Tuesday 15 August 2006

Some Days Later

So instead of completely falling apart sanity, of some sort returns.
Prayer to the living God works.
Naturally it meant changing my ways, removing the hate, and beginning to do things the right way.
Now there is movement in the secondary things. Possibly I may get the Medical Retirement I seek form work, just possibly. There is a chance the folks I objected to may be dealt with, in the future.
But mostly I have found a slight return to biblical fact! I had put Jesus aside, and let me take over.

The fear of being lost is great. I have no doubt about the existence of Hell. But I seem to forget everything during daily life. I can no longer keep Jesus in my head as it were during worktime, and forget him at most others also.

Thing is, he has put himself out for me many times, I have seen him acting for me in a wide variety of ways. Why then can I not throw myself into him? How come I hold back so often, and end up in a mess so much? Mentally I am too tired to make the effort, and physically this job is making that worse. So I need the job to end, and my mind to rest also.
But it is in the heart I need to give all to the one that really loves me.
Help me do this Jesus, help me truly 'worship' you now!

Thursday 10 August 2006

Falling Apart?

It seems I am falling apart. Every thing seems to go wrong. I look for an answer and the only answer is, it's your fault! As if I didn't know!
Last week God appeared to be so near. I prayed, began to study the book again, wanted to 'do' things and live the life. Suddenly I find someone at work a real bother. For hours it rankles and leaves me fretting. As this subsides others do the dirty on me at work. Not in a real malicious manner, but again I am so angry I let everybody know what little thought is in my mind! I think they hear..... This ruins my weekend. I am angry, and although I know I ought to just forgive and move on, I don't want to. I want to hurt them, badly! Back at work, vexed, the cloud continues. More trouble.
I have a problem with the knee, and have asked for early retirement so I can be paid off. After too long a wait this is refused. So, vexed from the circumstances around me I ask for medical retirement, and am yet to hear the result. I intended to leave even if I failed to be compensated.
However, it strikes me this company will be unwilling to pay. So I am unsure what to do. Then another situation strikes me. I look for help from the notoriously lazy and don't get it. I complain to management, and believe I have got a positive response. When I return later that day I am shocked to discover I have not. Hiding behind the unions lazybones gets his own way again!
Now I am still angry from other things, and forgiveness is far from me now. I decide that if refused a pay off I will stay and refuse to do work that interferes with the knee. A tribunal may be needed.

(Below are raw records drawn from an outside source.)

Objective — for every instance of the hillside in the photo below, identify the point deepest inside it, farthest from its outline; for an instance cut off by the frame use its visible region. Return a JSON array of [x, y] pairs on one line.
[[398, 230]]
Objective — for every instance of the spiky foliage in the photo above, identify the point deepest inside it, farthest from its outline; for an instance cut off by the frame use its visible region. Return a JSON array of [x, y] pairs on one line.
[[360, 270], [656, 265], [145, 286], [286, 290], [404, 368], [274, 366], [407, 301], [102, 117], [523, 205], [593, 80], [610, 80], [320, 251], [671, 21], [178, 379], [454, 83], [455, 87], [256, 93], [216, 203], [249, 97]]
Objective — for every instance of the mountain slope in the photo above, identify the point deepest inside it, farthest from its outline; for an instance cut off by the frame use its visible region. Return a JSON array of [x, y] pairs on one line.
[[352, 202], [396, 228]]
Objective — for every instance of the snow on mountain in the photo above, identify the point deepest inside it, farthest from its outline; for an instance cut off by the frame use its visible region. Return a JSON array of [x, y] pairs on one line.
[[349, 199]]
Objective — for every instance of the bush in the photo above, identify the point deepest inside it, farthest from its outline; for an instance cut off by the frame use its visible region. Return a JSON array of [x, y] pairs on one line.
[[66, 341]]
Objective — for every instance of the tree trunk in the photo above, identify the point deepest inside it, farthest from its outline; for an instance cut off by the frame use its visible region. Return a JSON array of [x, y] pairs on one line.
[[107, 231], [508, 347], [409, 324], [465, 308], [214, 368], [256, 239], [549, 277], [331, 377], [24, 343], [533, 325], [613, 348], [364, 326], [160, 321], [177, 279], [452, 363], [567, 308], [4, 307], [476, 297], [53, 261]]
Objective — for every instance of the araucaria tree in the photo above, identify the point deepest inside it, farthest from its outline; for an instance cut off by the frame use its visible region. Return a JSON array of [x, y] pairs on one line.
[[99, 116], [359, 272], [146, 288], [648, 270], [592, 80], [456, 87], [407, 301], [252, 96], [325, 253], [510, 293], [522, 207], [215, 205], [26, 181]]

But that is the outward signs of my disposition. Inwardly I am angry and ready to yell at anyone, friend or foe. Consideration for others has long gone. Is it selfishness, spoiled brat syndrome, or what? Recent years have seen a tiredness creeping through my mind. This job has added to it. Now I have no resistance to such attitudes.

Once again I see myself for what I am. Small and worthless. Failure at everything, and surrounded by the studies, works and good intentions that litter my life and have never reached anything like fulfillment. The bible verse, 'I am a worm and no man' seems relevant.

I feel lost again. Far from Jesus, aware of his attitude and kindness to me, but not concerned with mending anything. It does seem every time I say OK God, let's go, that it goes wrong. Satan or God testing me? No need for either to do that, we know the result beforehand.
What to do? Run away? No money. No future either at this point. If I lose the job I have nothing but debt and little chance of another. Age and limited prospects see to that. Mind you, I would much rather just lie on my bed and sleep for a month to end this weariness that is with me always. Sleep, oh how I want to sleep!

Wednesday 2 August 2006

Work

I have to give up work. The doctor informed me that there is a touch of arthritis under the knee. Therefore I must give up the job. Being a postman with a lot of walking and short term cycling is doing the knee no good. Mind you, the state of the knees are not very good anyway. The climbing six story flats has left the knees aching. Since then things have got worse. Too many hills, steps, and strain on the knee have left it sore and now it is time to move on. So I have applied for the early retirement opportunity,but nothing seems to happen there. Maybe I ought to apply for medical retirement. It is important I get one or the other, otherwise I have no money to pay off the debts. I was smiling smugly a few weeks ago as I thought it would go through easily, but I was wrong. Now I fear I may get nothing, and leave soon I must! There are problems of course. I have no money, and debts to pay. At fifty five I have little chance of any other job in this small town. I am trained in things that need a strong knee! Hmmmmm, not looking good for an unemployable idiot eh? I am aware Jesus does not leave us, but am I following him? The things I am doing, are they what he wants? Am I really trusting him, or doing it myself?